Monday, June 1, 2009

Troubleshooting- Before Reporting any bug?

Troubleshooting of:

·                     What’s not working?

·                     Why it’s not working?

·                     How can you make it work?

·                     What are the possible reasons for the failure?

Answer for the first question “what’s not working?” is sufficient for you to report the bug steps in bug tracking system. Then why to answer remaining three questions? Think beyond your responsibilities. Act smarter, don’t be a dumb person who only follow his routine steps and don’t even think outside of that. You should be able to suggest all possible solutions to resolve the bug and efficiency as well as drawbacks of each solution. This will increase your respect in your team and will also reduce the possibility of getting your bugs rejected, not due to this respect but due to your troubleshooting skill.

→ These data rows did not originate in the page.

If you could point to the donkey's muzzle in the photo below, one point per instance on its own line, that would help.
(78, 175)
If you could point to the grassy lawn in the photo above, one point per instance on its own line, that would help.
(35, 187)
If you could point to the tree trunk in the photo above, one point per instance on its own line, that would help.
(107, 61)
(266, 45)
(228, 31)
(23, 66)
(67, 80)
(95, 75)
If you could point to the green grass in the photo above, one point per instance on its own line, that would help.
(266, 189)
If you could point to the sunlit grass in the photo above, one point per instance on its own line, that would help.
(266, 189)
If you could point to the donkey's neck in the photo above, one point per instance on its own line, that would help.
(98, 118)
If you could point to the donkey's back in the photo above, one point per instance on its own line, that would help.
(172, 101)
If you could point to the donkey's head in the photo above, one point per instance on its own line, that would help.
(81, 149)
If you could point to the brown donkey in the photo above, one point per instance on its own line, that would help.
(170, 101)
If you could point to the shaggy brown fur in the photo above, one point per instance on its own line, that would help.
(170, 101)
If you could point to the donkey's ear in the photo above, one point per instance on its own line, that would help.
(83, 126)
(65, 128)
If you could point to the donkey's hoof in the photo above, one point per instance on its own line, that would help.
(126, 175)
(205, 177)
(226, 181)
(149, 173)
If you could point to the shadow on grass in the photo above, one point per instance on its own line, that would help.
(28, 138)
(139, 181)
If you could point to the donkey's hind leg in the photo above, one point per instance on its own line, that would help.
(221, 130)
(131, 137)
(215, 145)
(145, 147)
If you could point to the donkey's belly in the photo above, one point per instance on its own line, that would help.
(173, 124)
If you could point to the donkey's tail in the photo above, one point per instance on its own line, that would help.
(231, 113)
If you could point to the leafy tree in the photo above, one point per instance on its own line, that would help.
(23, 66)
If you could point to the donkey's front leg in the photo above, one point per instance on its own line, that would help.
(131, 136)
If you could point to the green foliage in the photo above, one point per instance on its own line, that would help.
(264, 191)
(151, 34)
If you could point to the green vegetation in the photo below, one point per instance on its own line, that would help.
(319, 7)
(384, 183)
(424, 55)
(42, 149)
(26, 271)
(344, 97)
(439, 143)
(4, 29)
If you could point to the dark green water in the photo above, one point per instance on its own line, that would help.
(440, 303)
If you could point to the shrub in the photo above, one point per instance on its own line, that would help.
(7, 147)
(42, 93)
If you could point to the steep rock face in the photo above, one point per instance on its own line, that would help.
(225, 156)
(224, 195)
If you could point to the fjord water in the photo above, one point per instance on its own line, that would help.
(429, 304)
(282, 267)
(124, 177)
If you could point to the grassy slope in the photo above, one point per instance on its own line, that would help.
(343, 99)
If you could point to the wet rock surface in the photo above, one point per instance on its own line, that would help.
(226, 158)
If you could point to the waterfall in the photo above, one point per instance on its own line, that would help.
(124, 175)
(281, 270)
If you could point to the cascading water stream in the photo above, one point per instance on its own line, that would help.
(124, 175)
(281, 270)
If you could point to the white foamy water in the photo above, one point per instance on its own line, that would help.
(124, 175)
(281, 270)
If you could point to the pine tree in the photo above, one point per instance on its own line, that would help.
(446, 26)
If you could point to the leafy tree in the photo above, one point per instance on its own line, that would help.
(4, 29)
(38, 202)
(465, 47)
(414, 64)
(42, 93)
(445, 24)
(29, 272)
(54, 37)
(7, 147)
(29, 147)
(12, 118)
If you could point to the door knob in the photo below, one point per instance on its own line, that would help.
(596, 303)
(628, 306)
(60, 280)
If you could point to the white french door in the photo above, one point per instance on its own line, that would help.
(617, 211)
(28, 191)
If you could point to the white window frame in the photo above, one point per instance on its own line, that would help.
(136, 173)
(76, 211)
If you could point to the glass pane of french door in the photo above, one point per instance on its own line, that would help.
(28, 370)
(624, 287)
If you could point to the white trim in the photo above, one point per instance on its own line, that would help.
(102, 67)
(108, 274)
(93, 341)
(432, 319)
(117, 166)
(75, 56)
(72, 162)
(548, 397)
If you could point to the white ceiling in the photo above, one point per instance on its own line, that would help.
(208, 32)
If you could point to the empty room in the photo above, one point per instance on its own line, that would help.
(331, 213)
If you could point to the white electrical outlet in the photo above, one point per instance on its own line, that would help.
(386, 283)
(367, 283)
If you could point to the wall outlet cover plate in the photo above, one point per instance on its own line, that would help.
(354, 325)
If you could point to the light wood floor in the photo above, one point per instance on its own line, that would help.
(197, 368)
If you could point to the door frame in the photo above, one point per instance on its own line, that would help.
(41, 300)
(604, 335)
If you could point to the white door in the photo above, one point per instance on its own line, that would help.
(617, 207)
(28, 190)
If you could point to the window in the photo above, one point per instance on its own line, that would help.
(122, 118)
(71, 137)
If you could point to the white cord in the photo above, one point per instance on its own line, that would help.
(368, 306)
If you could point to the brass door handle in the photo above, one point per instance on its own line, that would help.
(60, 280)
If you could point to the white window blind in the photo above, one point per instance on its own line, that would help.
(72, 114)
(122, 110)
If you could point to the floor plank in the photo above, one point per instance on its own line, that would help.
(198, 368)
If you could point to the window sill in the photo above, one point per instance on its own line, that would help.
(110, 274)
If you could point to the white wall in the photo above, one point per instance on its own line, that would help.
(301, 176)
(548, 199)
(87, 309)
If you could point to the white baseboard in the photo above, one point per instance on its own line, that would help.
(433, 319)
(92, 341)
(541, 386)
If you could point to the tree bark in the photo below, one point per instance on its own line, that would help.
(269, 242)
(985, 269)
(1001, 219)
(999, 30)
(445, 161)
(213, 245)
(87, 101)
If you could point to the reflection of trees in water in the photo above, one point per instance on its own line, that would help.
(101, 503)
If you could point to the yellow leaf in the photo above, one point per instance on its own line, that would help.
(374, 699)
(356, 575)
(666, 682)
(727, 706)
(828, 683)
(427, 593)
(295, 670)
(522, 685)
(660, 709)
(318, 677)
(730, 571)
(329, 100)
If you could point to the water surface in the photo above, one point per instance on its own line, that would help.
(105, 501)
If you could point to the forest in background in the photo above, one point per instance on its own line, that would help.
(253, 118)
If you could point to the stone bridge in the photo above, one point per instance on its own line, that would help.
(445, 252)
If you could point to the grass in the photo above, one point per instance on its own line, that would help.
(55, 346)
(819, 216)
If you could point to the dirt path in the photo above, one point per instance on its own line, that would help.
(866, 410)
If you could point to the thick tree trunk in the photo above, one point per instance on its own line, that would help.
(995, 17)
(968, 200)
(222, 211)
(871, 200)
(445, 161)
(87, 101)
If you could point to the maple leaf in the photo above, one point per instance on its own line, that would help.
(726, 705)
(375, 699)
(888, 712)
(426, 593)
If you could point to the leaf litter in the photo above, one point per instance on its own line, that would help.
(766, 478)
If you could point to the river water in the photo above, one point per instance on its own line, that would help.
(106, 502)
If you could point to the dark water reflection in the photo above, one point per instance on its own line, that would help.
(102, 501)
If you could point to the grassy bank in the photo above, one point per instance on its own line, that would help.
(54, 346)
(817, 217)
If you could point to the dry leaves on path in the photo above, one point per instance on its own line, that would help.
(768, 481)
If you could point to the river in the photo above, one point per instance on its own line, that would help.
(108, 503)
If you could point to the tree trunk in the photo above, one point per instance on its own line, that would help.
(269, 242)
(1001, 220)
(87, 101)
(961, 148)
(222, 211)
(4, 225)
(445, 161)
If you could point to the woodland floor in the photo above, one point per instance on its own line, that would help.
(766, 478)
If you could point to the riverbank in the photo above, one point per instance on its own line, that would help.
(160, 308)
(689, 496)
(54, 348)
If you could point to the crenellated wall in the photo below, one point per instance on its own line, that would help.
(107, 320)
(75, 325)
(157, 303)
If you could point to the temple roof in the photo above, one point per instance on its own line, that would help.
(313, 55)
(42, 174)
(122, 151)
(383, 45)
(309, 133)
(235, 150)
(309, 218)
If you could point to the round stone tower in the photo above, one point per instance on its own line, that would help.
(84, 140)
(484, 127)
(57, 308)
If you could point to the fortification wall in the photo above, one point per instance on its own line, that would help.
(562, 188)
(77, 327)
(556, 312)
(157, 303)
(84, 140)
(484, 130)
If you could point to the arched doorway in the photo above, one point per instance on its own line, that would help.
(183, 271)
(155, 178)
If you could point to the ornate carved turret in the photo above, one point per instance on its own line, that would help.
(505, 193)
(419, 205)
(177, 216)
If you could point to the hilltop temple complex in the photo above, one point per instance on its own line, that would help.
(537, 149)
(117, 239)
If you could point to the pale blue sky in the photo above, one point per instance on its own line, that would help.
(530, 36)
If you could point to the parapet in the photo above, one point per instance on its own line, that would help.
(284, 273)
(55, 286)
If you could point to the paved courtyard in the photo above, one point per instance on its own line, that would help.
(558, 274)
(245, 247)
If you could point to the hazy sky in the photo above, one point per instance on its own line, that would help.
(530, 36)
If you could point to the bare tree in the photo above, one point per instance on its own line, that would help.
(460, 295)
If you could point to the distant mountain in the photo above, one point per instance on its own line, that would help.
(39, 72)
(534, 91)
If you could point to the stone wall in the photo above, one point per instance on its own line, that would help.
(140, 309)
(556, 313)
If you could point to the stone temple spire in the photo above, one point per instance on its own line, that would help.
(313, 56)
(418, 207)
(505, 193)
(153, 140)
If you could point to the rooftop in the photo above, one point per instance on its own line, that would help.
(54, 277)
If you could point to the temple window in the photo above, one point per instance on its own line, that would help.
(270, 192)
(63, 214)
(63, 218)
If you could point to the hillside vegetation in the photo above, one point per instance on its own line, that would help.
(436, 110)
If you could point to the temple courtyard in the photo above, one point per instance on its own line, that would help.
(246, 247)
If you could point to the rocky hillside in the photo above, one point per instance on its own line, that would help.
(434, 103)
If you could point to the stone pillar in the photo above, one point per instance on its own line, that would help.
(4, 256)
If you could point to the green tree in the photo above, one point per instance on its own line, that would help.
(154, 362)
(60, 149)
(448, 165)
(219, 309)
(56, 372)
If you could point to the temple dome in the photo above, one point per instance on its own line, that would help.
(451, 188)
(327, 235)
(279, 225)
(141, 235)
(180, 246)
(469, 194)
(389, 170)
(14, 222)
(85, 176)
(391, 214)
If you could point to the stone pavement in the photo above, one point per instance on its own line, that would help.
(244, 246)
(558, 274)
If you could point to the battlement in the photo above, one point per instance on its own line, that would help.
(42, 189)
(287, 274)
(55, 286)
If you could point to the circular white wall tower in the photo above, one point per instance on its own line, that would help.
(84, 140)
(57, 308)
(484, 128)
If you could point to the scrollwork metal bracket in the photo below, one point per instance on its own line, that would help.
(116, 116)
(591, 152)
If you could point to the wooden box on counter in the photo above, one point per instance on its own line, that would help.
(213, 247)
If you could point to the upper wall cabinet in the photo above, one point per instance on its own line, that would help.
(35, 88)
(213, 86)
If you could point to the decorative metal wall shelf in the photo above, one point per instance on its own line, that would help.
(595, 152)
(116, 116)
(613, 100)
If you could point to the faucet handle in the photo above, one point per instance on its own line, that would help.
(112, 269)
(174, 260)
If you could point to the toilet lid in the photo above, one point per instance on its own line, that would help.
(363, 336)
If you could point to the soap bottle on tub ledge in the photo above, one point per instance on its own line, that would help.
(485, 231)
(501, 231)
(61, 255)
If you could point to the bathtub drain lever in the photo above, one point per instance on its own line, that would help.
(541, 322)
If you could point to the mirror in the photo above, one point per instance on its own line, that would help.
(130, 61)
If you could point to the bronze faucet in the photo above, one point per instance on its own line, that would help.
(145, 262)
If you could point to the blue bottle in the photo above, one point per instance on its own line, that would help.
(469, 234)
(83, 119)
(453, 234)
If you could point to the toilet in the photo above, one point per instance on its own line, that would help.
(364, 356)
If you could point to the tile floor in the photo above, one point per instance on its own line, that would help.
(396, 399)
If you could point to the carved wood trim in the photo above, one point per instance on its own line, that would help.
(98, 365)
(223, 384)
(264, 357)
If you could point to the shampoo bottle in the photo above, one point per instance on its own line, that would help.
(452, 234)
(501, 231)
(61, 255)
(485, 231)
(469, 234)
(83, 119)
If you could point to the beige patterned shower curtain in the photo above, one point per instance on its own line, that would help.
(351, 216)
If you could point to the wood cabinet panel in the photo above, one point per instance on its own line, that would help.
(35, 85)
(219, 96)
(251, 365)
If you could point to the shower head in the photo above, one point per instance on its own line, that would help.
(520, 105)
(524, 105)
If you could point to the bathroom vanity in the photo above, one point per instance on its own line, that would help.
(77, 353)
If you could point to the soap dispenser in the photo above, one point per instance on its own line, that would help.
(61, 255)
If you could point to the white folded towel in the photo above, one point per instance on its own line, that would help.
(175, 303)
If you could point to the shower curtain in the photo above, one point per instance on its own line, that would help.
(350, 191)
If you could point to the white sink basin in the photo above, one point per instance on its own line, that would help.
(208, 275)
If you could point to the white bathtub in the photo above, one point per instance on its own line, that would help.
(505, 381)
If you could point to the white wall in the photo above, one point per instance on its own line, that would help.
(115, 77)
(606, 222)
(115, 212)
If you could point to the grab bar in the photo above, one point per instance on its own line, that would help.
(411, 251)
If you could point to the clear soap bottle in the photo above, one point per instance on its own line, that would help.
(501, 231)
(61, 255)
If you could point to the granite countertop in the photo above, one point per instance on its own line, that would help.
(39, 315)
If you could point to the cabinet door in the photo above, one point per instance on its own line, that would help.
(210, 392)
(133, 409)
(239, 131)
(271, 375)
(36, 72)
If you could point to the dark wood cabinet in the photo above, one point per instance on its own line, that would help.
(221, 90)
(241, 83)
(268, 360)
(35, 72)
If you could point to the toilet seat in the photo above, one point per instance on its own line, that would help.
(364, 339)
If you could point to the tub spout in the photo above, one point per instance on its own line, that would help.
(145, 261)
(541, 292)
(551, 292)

Before reporting any bug, make sure it isn’t your mistake while testing, you have missed any important flag to set or you might have not configured your test setup properly.

Troubleshoot the reasons for the failure in application. On proper troubleshooting report the bug. I have complied a troubleshooting list. Check it out - what can be different reasons for failure.

Reasons of failure:
1) If you are using any configuration file for testing your application then make sure this file is up to date as per the application requirements: Many times some global configuration file is used to pick or set some application flags. Failure to maintain this file as per your software requirements will lead to malfunctioning of your application under test. You can’t report it as bug.

2) Check if your database is proper: Missing table is main reason that your application will not work properly.
I have a classic example for this: One of my projects was querying many monthly user database tables for showing the user reports. First table existence was checked in master table (This table was maintaining only monthly table names) and then data was queried from different individual monthly tables. Many testers were selecting big date range to see the user reports. But many times it was crashing the application as those tables were not present in database of test machine server, giving SQL query error and they were reporting it as bug which subsequently was getting marked as invalid by developers.

3) If you are working on automation testing project then debug your script twice before coming to conclusion that the application failure is a bug.

4) Check if you are not using invalid access credentials for authentication.

5) Check if software versions are compatible.

6) Check if there is any other hardware issue that is not related to your application.

7) Make sure your application hardware and software prerequisites are correct.

8) Check if all software components are installed properly on your test machine. Check whether registry entries are valid.

9) For any failure look into ‘system event viewer’ for details. You can trace out many failure reasons from system event log file.

10) Before starting to test make sure you have uploaded all latest version files to your test environment.